The recipes are mostly what you'd expect in a slow-cooker cookbook-- a lot of stews and braises. This book does try to adapt other types of recipes for the slow-cooker, too, though, and I have to wonder about how well that might have worked. For instance, I imagine that the high point for many green bean casserole aficionados is the crispy canned onion topper. For that reason, I assumed that the slow-cooker version would encourage diners to pass the crispy onions around to top servings once the dish was done.
And I was very wrong. Not only are the fried onions slow-cooked for the entire time, but they are also cooked under wet ingredients: water chestnuts and a cream-of-chicken-soup-and-wine sauce! There can't be much crunch left by the time this is ready....
I doubt I'm alone in thinking that one of the slow cooker's charms is the chance to come home to an amazing-smelling house, knowing that deliciousness will be ready and waiting. And that is part of the reason I'm so skeptical of the fish recipes. Salmon loaf is probably low on anyone's list of favorite meals anyway, and if you've had it cooking for 4-5 hours, the whole house will smell like it for a week afterward.

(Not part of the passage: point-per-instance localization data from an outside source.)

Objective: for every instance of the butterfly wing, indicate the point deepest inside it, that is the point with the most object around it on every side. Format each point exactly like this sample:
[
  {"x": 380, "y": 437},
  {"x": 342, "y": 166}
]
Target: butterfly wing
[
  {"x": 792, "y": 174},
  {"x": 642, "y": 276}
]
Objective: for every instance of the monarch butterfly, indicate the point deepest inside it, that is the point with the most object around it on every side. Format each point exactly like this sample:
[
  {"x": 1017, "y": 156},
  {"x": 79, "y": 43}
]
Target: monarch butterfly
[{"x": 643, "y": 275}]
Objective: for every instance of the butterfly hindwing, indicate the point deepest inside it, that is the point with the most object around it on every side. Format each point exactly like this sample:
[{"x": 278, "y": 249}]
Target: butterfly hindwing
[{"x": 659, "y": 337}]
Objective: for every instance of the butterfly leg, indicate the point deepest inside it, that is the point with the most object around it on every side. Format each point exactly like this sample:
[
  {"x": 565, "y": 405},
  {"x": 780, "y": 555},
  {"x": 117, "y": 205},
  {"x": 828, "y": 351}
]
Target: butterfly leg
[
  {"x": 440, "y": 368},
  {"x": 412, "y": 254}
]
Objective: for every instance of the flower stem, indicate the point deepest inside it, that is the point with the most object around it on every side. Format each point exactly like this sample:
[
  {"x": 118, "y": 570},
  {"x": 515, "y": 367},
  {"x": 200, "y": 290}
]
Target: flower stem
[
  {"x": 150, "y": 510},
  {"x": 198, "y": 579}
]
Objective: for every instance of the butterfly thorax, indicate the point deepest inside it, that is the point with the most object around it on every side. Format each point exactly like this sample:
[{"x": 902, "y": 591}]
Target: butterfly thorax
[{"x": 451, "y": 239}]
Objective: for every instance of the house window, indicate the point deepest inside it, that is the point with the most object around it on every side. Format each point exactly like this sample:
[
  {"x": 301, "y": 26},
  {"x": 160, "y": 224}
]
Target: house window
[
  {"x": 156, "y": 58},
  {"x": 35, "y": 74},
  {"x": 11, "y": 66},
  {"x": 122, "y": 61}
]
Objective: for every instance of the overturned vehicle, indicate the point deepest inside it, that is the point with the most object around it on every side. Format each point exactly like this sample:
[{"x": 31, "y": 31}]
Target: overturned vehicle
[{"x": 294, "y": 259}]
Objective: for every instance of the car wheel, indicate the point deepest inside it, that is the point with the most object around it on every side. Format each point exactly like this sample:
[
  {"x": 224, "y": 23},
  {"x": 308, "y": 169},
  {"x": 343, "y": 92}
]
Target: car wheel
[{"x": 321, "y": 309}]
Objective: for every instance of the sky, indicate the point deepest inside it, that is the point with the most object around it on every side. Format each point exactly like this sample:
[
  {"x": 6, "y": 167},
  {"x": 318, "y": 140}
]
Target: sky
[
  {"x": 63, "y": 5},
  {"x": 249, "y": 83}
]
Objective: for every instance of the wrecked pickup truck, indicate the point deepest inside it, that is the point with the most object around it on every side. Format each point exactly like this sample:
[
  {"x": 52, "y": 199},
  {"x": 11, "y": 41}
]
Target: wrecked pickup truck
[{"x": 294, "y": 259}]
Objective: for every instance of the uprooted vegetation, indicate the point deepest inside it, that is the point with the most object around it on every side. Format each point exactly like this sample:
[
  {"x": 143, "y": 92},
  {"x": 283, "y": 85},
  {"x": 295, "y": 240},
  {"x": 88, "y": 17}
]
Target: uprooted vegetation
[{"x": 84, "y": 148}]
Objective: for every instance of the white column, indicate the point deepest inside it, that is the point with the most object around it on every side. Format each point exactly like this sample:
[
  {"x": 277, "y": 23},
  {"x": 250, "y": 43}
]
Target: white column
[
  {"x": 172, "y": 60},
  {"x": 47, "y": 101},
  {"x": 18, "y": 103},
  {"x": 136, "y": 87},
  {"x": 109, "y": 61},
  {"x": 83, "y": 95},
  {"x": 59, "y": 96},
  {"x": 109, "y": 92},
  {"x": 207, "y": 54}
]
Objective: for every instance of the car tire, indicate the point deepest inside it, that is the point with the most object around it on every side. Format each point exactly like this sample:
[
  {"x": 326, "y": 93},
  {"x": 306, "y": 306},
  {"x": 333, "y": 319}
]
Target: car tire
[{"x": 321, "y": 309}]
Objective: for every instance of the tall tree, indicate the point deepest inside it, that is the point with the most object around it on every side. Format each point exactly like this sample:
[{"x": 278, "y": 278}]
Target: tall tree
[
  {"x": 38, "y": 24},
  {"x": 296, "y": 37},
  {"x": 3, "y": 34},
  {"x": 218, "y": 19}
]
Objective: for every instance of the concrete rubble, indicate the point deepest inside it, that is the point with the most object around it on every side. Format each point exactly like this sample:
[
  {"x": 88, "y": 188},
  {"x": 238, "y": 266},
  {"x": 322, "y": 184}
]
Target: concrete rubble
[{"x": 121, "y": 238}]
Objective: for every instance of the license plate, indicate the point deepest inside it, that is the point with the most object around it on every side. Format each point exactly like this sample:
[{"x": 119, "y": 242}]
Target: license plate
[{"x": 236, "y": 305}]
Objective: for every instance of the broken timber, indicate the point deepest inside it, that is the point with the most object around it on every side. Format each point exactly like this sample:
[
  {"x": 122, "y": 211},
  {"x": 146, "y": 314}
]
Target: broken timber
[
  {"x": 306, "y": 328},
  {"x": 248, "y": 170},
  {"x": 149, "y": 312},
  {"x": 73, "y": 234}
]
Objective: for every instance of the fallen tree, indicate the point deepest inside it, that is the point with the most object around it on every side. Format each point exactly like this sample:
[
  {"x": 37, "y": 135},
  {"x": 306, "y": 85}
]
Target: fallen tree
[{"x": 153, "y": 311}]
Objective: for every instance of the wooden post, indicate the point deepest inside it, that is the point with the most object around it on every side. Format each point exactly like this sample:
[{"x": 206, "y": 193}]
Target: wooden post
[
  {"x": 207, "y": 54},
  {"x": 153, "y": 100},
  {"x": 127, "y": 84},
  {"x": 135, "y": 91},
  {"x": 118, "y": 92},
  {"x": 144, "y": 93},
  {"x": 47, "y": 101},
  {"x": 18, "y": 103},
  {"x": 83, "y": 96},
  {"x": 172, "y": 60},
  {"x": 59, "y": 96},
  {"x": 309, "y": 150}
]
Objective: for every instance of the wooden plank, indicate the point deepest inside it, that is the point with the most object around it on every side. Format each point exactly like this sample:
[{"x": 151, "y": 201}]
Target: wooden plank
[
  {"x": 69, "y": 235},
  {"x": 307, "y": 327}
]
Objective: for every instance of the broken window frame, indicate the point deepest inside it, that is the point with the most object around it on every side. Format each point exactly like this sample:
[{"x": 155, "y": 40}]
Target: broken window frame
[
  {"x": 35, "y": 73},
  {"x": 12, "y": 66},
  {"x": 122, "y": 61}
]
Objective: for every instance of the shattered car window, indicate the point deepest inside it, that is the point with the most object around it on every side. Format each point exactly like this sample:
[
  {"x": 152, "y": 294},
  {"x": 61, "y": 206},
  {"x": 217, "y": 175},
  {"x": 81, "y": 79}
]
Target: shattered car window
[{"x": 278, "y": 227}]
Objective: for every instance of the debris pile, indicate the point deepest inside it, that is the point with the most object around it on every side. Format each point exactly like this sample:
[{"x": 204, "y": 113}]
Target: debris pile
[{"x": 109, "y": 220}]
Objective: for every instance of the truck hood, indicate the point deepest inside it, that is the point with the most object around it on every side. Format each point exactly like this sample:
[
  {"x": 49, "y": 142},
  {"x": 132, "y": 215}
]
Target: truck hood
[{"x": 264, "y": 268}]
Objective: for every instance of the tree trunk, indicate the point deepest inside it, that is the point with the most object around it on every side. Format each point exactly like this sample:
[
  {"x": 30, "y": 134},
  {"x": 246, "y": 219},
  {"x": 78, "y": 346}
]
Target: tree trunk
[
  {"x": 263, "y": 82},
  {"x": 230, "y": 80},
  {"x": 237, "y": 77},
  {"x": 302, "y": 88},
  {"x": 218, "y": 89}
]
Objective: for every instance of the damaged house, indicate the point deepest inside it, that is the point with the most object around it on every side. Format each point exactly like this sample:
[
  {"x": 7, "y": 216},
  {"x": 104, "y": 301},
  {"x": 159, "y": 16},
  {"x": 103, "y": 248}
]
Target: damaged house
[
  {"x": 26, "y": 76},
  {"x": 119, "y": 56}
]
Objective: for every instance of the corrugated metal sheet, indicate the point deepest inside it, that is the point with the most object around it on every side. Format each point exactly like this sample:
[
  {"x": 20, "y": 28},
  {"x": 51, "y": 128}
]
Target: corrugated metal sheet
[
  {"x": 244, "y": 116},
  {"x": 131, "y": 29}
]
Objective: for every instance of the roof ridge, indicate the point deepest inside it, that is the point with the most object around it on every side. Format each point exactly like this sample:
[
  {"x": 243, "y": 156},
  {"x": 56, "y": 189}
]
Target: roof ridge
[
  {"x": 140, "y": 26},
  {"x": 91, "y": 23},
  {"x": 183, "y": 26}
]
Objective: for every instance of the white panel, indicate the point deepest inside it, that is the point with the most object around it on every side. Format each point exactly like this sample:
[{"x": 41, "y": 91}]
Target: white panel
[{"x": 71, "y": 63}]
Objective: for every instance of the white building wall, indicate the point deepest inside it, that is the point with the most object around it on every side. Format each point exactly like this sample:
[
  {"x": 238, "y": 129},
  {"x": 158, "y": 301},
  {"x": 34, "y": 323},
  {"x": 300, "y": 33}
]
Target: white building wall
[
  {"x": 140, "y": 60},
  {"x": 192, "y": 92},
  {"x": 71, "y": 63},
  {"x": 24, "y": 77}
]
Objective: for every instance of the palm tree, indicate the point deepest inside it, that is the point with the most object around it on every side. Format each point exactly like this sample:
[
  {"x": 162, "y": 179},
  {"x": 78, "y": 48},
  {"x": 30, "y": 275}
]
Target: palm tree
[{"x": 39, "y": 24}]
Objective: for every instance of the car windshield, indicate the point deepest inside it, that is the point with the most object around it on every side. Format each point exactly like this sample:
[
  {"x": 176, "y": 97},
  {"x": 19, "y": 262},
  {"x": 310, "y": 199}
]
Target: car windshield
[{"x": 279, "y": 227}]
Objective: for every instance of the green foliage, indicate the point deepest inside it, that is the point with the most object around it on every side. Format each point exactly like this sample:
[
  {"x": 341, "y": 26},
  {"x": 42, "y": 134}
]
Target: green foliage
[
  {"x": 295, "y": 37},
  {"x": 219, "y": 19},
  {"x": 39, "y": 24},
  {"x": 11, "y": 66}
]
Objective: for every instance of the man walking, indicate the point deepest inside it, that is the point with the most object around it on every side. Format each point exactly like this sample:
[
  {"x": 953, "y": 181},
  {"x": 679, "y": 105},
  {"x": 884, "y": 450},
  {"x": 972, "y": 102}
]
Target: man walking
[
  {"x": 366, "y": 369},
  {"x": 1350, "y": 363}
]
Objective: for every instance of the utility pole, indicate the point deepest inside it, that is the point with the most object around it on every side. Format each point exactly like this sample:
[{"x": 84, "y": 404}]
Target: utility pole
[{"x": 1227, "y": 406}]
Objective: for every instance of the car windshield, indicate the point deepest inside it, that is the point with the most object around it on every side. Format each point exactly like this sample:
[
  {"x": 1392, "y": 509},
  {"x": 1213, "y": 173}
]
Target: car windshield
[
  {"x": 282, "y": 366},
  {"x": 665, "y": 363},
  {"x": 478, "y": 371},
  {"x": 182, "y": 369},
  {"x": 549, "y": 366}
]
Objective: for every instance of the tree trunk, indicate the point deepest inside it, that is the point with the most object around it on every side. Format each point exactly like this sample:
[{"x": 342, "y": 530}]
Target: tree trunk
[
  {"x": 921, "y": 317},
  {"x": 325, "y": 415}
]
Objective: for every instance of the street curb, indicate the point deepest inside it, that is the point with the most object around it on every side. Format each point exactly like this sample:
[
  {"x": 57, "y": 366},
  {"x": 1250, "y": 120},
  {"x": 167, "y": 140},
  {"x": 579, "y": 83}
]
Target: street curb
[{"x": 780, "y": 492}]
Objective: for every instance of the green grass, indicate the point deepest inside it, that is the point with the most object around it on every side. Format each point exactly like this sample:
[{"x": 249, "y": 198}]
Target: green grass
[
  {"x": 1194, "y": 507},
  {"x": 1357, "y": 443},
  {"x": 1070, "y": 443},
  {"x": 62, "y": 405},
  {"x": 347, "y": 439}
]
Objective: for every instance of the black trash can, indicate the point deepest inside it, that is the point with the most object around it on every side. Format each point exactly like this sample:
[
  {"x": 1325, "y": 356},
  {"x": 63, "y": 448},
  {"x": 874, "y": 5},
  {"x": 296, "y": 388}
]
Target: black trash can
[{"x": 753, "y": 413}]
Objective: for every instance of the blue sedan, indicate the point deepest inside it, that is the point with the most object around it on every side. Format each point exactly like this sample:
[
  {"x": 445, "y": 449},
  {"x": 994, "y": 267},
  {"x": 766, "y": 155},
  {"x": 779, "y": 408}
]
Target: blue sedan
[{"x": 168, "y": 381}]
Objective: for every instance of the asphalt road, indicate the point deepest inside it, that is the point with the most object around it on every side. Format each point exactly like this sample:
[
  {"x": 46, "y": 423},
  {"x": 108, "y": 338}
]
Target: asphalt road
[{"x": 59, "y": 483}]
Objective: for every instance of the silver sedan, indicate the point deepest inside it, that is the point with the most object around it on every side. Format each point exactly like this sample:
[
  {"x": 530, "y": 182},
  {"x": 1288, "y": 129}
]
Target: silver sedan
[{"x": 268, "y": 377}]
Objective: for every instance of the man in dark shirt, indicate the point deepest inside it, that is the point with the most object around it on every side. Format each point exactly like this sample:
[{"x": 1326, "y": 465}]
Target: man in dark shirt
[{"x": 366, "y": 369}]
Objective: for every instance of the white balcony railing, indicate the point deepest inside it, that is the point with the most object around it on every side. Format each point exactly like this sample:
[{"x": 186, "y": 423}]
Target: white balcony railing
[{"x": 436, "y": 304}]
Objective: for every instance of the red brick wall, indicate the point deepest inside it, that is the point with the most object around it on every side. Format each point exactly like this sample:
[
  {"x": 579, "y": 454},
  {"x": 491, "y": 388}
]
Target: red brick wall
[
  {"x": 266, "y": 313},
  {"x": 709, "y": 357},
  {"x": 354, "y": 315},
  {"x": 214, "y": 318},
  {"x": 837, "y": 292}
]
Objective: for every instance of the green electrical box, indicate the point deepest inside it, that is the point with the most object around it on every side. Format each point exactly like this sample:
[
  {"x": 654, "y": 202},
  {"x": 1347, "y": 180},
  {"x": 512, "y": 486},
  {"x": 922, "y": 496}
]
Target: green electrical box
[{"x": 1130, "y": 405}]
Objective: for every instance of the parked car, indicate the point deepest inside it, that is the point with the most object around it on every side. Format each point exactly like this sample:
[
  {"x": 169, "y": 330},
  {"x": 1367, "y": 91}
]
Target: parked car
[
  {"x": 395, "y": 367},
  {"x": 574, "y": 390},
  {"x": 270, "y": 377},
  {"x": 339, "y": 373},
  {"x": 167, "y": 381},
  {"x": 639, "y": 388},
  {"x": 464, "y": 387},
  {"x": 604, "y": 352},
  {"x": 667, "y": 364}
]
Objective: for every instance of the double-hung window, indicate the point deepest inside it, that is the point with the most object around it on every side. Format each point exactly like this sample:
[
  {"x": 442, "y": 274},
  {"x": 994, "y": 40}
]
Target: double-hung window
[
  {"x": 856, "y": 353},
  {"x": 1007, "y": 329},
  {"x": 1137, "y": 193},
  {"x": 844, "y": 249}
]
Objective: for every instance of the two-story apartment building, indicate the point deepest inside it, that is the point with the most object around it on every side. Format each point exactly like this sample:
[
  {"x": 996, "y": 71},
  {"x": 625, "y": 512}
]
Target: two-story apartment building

Plus, I'm not entirely sure how well this would even work. This is a small recipe-- less than a pound of canned salmon once the skin and bones are removed. Mix it with a few jarred mushrooms, bread crumbs, eggs, and cheese. It doesn't seem like that would be enough to fill a slow cooker, so I kind of expected the instructions to say to put it into a smaller pan, put the pan in the slow cooker, and add water to steam this. Nope-- just smear the bottom of the slow cooker with fish bits! Maybe cooks are expected to use a smaller cooker-- not the family's regular full-size one-- but even if the family has multiple sizes of slow cookers (which seems unlikely), there is no real indication to break out the smaller one. I just don't know what is going on here.
Tunafish Casserole is also likely to make you wash the kitchen curtains afterwards because you can't stand that smell anymore.
At least it seems likely to fill the cooker a little better, what with the cream of mushroom soup, three eggs, half-cup of green olives, and cup of dry white wine along with the bread and cheese, but I can't get past the feeling that this would come out unpleasantly gluey.
The book also suggests cooking dessert in the slow cooker. There are plenty of recipes for poached fruit, but I'm more interested in the recipe for banana bread.
Let's make that flowerpot banana bread! It combines the brief 1970s interest in cooking desserts in flowerpots (Use a NEW one! Not the one that had begonias in it!) with the idea that a crock pot is a good place to bake something (even though the food is not going to brown). People must have been really bored back then. (I mean, this was before they could make up weird shit and post it to social media for the clicks.)
In any case, I'm glad I got to observe The Unwatched Pot. I just hope it doesn't feel violated given that I spent a few hours looking at it.
Ha! I remembered other flower pot recipes you've posted and knew that it would specify using a new flower pot. At least this one is lined, although I would probably choose foil as the liner.
ReplyDeleteI was thinking that you should just use the crockpot outside for the fish based recipes. Hopefully the neighborhood cats would give you an excuse to eat out.
Break out the extension cord! The crockpot is going rogue.